FIGURE 16. Multiple reference picture prediction in H.264/AVC.

In P slices, each motion-compensated luma prediction block is derived by quarter-sample interpolation of a prediction from a single block within the set of reference pictures. In B slices, an additional option is provided, allowing each prediction block to be derived from a pair of locations within the set of reference pictures. By default, the final prediction in a bipredictive block is computed using a sample-wise ordinary average of the two interpolated reference blocks. However, H.264/AVC also includes a weighted prediction feature, in which each prediction block can be assigned a relative weighting value rather than using an ordinary average value, and an offset can be added to the prediction. These parameters can either be transmitted explicitly by the encoder, or computed implicitly, based on a time-related relationship between the current picture and the reference picture(s). Weighted prediction can provide substantial coding gains in scenes containing fades or cross fades, which are very difficult to code efficiently with previous video standards that do not include this feature.

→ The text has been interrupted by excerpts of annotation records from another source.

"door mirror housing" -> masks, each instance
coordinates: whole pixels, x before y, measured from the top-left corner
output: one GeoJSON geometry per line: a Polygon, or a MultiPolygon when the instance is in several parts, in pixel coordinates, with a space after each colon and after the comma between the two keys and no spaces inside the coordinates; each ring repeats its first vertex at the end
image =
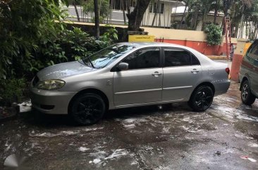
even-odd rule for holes
{"type": "Polygon", "coordinates": [[[116,68],[118,71],[127,71],[128,70],[128,66],[129,64],[127,63],[120,63],[116,68]]]}

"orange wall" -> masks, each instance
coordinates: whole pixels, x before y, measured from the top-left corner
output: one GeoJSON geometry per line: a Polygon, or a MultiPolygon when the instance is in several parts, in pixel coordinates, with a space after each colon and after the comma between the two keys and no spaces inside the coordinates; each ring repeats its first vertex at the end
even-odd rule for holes
{"type": "MultiPolygon", "coordinates": [[[[179,45],[186,46],[192,48],[200,53],[205,55],[217,55],[218,51],[219,49],[219,46],[208,46],[206,42],[199,42],[199,41],[190,41],[190,40],[162,40],[162,39],[155,39],[156,42],[164,42],[167,43],[172,43],[179,45]]],[[[236,45],[236,43],[234,43],[236,45]]],[[[222,47],[221,52],[226,54],[226,43],[223,43],[222,47]]]]}

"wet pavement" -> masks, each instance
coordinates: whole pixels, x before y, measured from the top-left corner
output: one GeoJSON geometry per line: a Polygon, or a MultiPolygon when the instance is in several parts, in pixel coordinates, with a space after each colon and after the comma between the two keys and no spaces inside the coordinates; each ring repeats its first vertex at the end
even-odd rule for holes
{"type": "Polygon", "coordinates": [[[0,169],[12,154],[25,157],[20,169],[258,169],[258,100],[242,104],[238,89],[232,83],[205,112],[118,109],[90,126],[21,114],[0,124],[0,169]]]}

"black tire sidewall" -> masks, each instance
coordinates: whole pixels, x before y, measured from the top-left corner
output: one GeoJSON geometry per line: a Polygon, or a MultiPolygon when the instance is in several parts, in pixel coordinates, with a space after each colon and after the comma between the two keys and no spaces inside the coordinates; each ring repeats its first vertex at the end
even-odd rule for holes
{"type": "Polygon", "coordinates": [[[242,102],[247,104],[247,105],[251,105],[252,104],[253,104],[255,101],[255,97],[252,94],[251,92],[251,88],[250,88],[250,85],[249,84],[248,80],[245,80],[242,85],[242,88],[241,88],[241,100],[242,102]],[[243,87],[245,86],[245,85],[247,85],[248,87],[248,90],[247,90],[247,96],[246,97],[246,99],[244,99],[242,97],[242,91],[243,91],[243,87]]]}
{"type": "Polygon", "coordinates": [[[209,86],[207,86],[207,85],[202,85],[202,86],[199,86],[199,87],[197,87],[196,90],[195,90],[194,92],[192,93],[192,95],[191,96],[191,98],[190,98],[190,101],[188,102],[188,104],[189,104],[190,107],[195,111],[204,111],[207,110],[207,109],[209,109],[210,107],[210,106],[211,105],[211,104],[213,102],[213,98],[214,98],[214,92],[213,92],[212,89],[209,86]],[[204,108],[204,108],[199,108],[195,104],[195,99],[196,99],[196,97],[197,97],[197,94],[199,92],[202,91],[204,88],[208,89],[210,91],[210,92],[211,93],[211,95],[212,95],[212,99],[211,99],[211,102],[209,103],[209,106],[207,108],[204,108]]]}
{"type": "Polygon", "coordinates": [[[82,125],[82,126],[87,126],[87,125],[92,125],[92,124],[94,124],[97,122],[98,122],[99,121],[100,121],[102,119],[102,118],[103,117],[104,113],[106,111],[106,104],[105,102],[104,102],[103,99],[102,97],[100,97],[99,95],[97,95],[97,94],[94,94],[94,93],[86,93],[86,94],[83,94],[81,95],[79,95],[78,97],[77,97],[75,98],[75,99],[73,102],[70,108],[69,109],[69,115],[71,116],[71,118],[73,119],[73,121],[78,124],[78,125],[82,125]],[[101,113],[101,116],[99,116],[99,119],[98,119],[97,120],[94,121],[91,121],[90,123],[86,123],[86,122],[83,122],[81,120],[78,119],[78,118],[76,118],[74,116],[74,113],[73,113],[73,109],[75,107],[76,107],[76,105],[78,104],[78,103],[79,102],[80,99],[84,97],[95,97],[96,99],[99,99],[103,107],[103,111],[101,113]]]}

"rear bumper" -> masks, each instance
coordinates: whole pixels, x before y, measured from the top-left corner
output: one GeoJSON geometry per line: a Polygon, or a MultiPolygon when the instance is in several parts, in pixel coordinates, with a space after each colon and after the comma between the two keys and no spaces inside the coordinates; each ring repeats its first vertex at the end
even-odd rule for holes
{"type": "Polygon", "coordinates": [[[32,107],[44,114],[67,114],[69,102],[75,92],[44,90],[30,87],[32,107]]]}
{"type": "Polygon", "coordinates": [[[215,94],[214,96],[220,95],[228,92],[229,86],[231,85],[230,80],[223,80],[221,81],[213,82],[214,85],[215,94]]]}

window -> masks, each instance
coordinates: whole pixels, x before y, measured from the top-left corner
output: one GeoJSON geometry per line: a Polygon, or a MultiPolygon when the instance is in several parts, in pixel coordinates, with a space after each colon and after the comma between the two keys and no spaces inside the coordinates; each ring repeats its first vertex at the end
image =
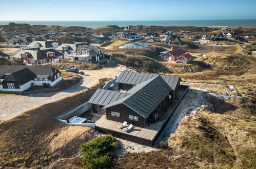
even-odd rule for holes
{"type": "Polygon", "coordinates": [[[135,121],[138,121],[138,117],[137,116],[132,116],[132,115],[129,115],[128,119],[129,120],[135,120],[135,121]]]}
{"type": "Polygon", "coordinates": [[[120,113],[111,111],[111,116],[120,117],[120,113]]]}
{"type": "Polygon", "coordinates": [[[8,89],[15,89],[14,83],[7,83],[7,87],[8,88],[8,89]]]}

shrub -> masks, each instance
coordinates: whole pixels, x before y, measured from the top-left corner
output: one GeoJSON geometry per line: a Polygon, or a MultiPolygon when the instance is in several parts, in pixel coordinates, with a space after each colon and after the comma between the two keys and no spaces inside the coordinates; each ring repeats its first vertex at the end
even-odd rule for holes
{"type": "Polygon", "coordinates": [[[110,166],[111,152],[117,142],[111,135],[96,138],[80,145],[84,157],[83,166],[86,168],[102,168],[110,166]]]}

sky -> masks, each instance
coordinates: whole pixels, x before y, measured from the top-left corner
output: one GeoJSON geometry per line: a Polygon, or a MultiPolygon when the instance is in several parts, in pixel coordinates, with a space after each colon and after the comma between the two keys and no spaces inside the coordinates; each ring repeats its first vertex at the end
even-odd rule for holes
{"type": "Polygon", "coordinates": [[[0,0],[0,20],[256,19],[256,0],[0,0]]]}

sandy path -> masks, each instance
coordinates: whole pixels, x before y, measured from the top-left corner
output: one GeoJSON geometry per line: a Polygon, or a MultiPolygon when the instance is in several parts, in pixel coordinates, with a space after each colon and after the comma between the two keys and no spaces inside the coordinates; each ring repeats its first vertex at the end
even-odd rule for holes
{"type": "Polygon", "coordinates": [[[2,95],[0,121],[10,119],[26,111],[91,87],[99,79],[105,77],[114,78],[120,73],[120,67],[104,68],[97,70],[85,70],[82,82],[60,92],[33,94],[26,95],[2,95]]]}

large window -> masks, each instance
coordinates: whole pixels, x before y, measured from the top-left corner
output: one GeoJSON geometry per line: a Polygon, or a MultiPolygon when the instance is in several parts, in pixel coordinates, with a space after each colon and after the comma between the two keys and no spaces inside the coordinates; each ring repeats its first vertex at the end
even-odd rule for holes
{"type": "Polygon", "coordinates": [[[7,87],[8,89],[15,89],[14,83],[7,83],[7,87]]]}
{"type": "Polygon", "coordinates": [[[120,113],[111,111],[111,116],[120,117],[120,113]]]}
{"type": "Polygon", "coordinates": [[[132,115],[129,115],[128,119],[129,119],[129,120],[132,120],[138,121],[138,117],[137,117],[137,116],[132,116],[132,115]]]}

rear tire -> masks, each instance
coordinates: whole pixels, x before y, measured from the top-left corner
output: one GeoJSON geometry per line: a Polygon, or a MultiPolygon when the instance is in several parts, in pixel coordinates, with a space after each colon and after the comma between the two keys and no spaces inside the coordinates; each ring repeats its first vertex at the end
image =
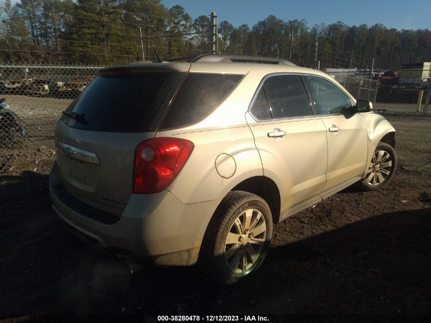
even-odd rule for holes
{"type": "Polygon", "coordinates": [[[266,202],[248,192],[230,192],[207,229],[198,263],[213,279],[234,284],[260,267],[272,236],[272,218],[266,202]]]}
{"type": "Polygon", "coordinates": [[[363,190],[375,191],[389,184],[396,169],[396,153],[390,145],[380,142],[371,161],[365,178],[356,183],[357,186],[363,190]]]}

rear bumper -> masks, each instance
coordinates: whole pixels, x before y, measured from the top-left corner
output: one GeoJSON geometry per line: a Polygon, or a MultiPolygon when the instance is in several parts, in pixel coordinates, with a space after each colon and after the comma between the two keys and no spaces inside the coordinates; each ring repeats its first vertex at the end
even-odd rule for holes
{"type": "Polygon", "coordinates": [[[220,201],[184,204],[166,190],[133,194],[116,218],[70,195],[62,187],[56,164],[49,175],[49,191],[60,218],[93,245],[128,258],[149,258],[164,265],[196,262],[205,230],[220,201]]]}

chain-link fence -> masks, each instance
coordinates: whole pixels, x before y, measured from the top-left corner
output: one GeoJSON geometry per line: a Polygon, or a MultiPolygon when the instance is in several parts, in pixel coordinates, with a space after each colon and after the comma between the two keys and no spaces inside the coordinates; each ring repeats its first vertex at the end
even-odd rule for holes
{"type": "Polygon", "coordinates": [[[0,64],[0,171],[11,156],[54,148],[61,111],[102,67],[0,64]]]}
{"type": "MultiPolygon", "coordinates": [[[[30,156],[54,148],[55,125],[62,111],[97,74],[101,66],[0,64],[0,171],[14,154],[30,156]]],[[[374,102],[373,81],[335,79],[356,98],[374,102]]]]}
{"type": "Polygon", "coordinates": [[[74,98],[103,67],[0,64],[0,93],[74,98]]]}
{"type": "Polygon", "coordinates": [[[371,101],[375,104],[377,86],[376,81],[363,78],[335,76],[334,79],[344,86],[355,98],[371,101]]]}

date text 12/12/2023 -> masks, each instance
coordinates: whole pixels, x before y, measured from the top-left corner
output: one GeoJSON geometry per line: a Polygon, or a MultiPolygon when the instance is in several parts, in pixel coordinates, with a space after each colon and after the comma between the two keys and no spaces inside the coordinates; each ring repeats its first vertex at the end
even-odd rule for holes
{"type": "Polygon", "coordinates": [[[157,321],[269,321],[267,316],[260,315],[158,315],[157,321]]]}

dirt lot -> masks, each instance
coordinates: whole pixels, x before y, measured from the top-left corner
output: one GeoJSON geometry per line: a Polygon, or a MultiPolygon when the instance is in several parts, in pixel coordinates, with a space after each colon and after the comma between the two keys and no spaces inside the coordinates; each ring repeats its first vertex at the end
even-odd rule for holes
{"type": "Polygon", "coordinates": [[[277,225],[259,275],[232,287],[214,283],[196,266],[131,274],[57,219],[47,189],[52,151],[13,156],[16,168],[0,173],[0,318],[57,321],[45,314],[90,313],[98,314],[90,317],[95,321],[150,322],[158,315],[228,314],[296,321],[305,317],[283,315],[325,314],[307,317],[427,321],[431,118],[387,117],[398,131],[391,185],[378,192],[345,190],[277,225]]]}

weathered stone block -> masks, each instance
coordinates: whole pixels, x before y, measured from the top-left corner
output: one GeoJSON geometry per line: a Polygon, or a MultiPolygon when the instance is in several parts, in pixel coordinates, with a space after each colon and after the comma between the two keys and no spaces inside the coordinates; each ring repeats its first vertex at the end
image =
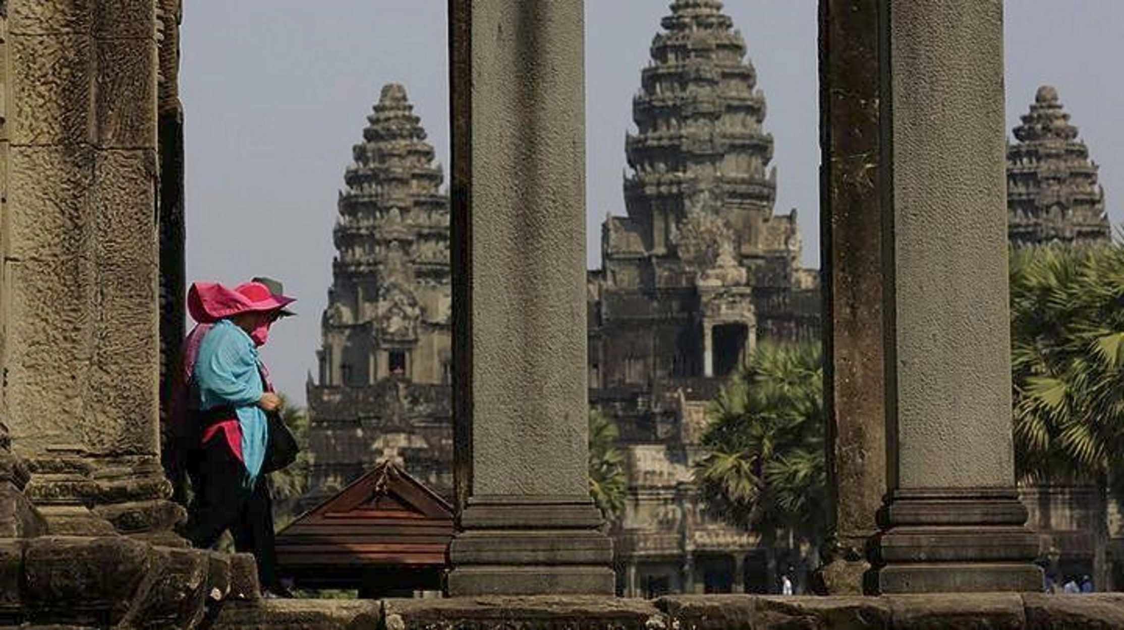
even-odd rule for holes
{"type": "Polygon", "coordinates": [[[1015,593],[887,595],[894,628],[1024,628],[1023,600],[1015,593]]]}
{"type": "Polygon", "coordinates": [[[680,628],[889,628],[878,597],[670,596],[656,605],[680,628]]]}
{"type": "Polygon", "coordinates": [[[1046,595],[1024,593],[1028,630],[1124,628],[1124,594],[1046,595]]]}
{"type": "Polygon", "coordinates": [[[448,600],[386,600],[383,627],[463,628],[670,628],[652,602],[590,596],[486,596],[448,600]]]}
{"type": "Polygon", "coordinates": [[[96,44],[98,57],[96,141],[103,148],[156,146],[156,43],[107,39],[96,44]]]}
{"type": "MultiPolygon", "coordinates": [[[[89,147],[12,147],[6,419],[17,453],[75,446],[94,294],[89,147]]],[[[33,464],[33,462],[28,462],[33,464]]]]}
{"type": "Polygon", "coordinates": [[[0,623],[22,620],[24,583],[22,540],[0,542],[0,623]]]}
{"type": "Polygon", "coordinates": [[[155,551],[153,569],[125,623],[143,628],[194,628],[202,619],[207,600],[208,553],[161,548],[155,551]]]}
{"type": "Polygon", "coordinates": [[[89,141],[93,55],[90,38],[20,35],[11,36],[10,46],[12,145],[89,141]]]}
{"type": "Polygon", "coordinates": [[[87,34],[93,24],[96,0],[12,0],[8,30],[20,35],[87,34]]]}
{"type": "Polygon", "coordinates": [[[230,555],[215,551],[207,554],[207,597],[225,600],[230,594],[230,555]]]}
{"type": "Polygon", "coordinates": [[[234,600],[256,602],[262,599],[257,564],[251,554],[230,554],[230,594],[234,600]]]}
{"type": "Polygon", "coordinates": [[[156,37],[155,0],[99,0],[93,12],[98,39],[156,37]]]}
{"type": "Polygon", "coordinates": [[[370,600],[263,600],[223,605],[212,628],[238,630],[373,629],[379,602],[370,600]]]}
{"type": "Polygon", "coordinates": [[[116,624],[153,565],[152,548],[125,537],[36,538],[25,554],[25,602],[40,622],[116,624]]]}
{"type": "Polygon", "coordinates": [[[102,451],[158,453],[158,253],[155,155],[98,152],[93,189],[97,313],[81,384],[84,442],[102,451]]]}

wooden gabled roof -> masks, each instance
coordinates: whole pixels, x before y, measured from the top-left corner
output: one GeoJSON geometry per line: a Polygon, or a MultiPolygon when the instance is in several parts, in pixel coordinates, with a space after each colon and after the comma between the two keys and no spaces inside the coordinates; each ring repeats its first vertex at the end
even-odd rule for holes
{"type": "Polygon", "coordinates": [[[384,460],[278,532],[278,564],[294,573],[442,568],[452,538],[452,506],[384,460]]]}

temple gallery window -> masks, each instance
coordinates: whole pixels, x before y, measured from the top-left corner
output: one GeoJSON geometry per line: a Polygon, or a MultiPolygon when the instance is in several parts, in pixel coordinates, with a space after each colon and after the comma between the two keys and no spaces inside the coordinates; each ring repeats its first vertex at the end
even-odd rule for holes
{"type": "Polygon", "coordinates": [[[406,374],[406,351],[390,350],[387,354],[387,369],[396,375],[406,374]]]}
{"type": "Polygon", "coordinates": [[[750,329],[744,323],[723,323],[713,328],[715,376],[726,376],[737,369],[745,356],[749,334],[750,329]]]}

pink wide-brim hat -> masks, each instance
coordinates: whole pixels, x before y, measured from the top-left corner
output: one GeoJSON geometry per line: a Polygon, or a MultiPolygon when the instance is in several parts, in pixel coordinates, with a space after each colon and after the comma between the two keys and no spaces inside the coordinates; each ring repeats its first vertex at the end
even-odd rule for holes
{"type": "Polygon", "coordinates": [[[217,282],[193,282],[188,290],[188,312],[199,323],[215,323],[238,313],[277,311],[296,301],[270,293],[260,282],[246,282],[234,289],[217,282]]]}

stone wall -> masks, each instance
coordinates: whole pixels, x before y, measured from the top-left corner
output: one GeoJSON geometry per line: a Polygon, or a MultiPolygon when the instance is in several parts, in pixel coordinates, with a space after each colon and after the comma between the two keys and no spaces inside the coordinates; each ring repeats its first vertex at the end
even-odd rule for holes
{"type": "Polygon", "coordinates": [[[166,530],[155,0],[7,9],[3,420],[53,532],[166,530]]]}

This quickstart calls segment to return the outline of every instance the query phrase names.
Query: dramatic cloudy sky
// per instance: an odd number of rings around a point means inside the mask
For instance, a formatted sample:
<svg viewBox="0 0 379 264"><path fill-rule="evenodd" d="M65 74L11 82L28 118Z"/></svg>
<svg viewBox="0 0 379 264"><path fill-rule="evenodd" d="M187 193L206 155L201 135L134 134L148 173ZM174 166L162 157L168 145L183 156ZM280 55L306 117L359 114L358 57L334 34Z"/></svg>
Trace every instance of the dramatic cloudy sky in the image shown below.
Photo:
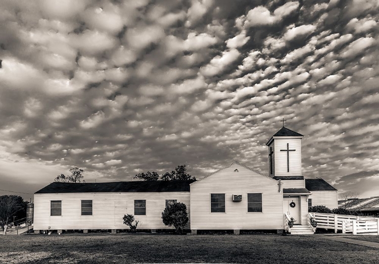
<svg viewBox="0 0 379 264"><path fill-rule="evenodd" d="M72 167L88 182L234 161L267 173L285 118L304 176L379 195L378 10L0 0L0 189L32 193Z"/></svg>

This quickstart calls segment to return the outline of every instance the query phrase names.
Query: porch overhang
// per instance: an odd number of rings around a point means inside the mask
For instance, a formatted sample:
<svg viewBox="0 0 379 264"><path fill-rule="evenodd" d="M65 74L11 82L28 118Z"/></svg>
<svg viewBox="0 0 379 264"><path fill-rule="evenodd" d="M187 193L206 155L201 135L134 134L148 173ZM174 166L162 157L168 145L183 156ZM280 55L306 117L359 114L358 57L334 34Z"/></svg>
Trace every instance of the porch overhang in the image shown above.
<svg viewBox="0 0 379 264"><path fill-rule="evenodd" d="M285 188L283 195L310 195L312 193L305 188Z"/></svg>

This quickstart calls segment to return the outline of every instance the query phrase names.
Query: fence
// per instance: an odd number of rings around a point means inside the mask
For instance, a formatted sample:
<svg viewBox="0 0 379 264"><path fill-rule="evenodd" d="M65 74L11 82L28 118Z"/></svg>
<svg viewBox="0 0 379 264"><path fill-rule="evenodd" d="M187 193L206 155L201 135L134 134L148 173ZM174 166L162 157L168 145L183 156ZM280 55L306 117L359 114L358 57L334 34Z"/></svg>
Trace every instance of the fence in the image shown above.
<svg viewBox="0 0 379 264"><path fill-rule="evenodd" d="M318 228L334 229L335 233L352 233L354 235L379 235L379 218L332 214L310 213L317 222Z"/></svg>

3.2.1-4 In-Loop Deblocking Filter.

Block-based prediction and transform coding, including quantization of transform coefficients, can lead to visible and subjectively objectionable changes in intensity at coded block boundaries, referred to as blocking artifacts. In previous video codecs, such as MPEG-2, the visibility of these artifacts could optionally be reduced to improve subjective quality by applying a deblocking filter after decoding and prior to display. The goal of such a filter is to reduce the visibility of subjectively annoying artifacts while avoiding excessive smoothing that would result in loss of detail in the image. However, because the process was optional for decoders and was not normatively specified in these standards, the filtering was required to take place outside of the motion-compensation loop, and large blocking artifacts would still exist in reference pictures that would be used for predicting subsequent pictures. This reduced the effectiveness of the motion-compensation process and allowed blocking artifacts to be propagated into the interior of subsequent motion-compensated blocks, causing the subsequent picture predictions to be less effective and making the removal of the artifacts by filtering more challenging.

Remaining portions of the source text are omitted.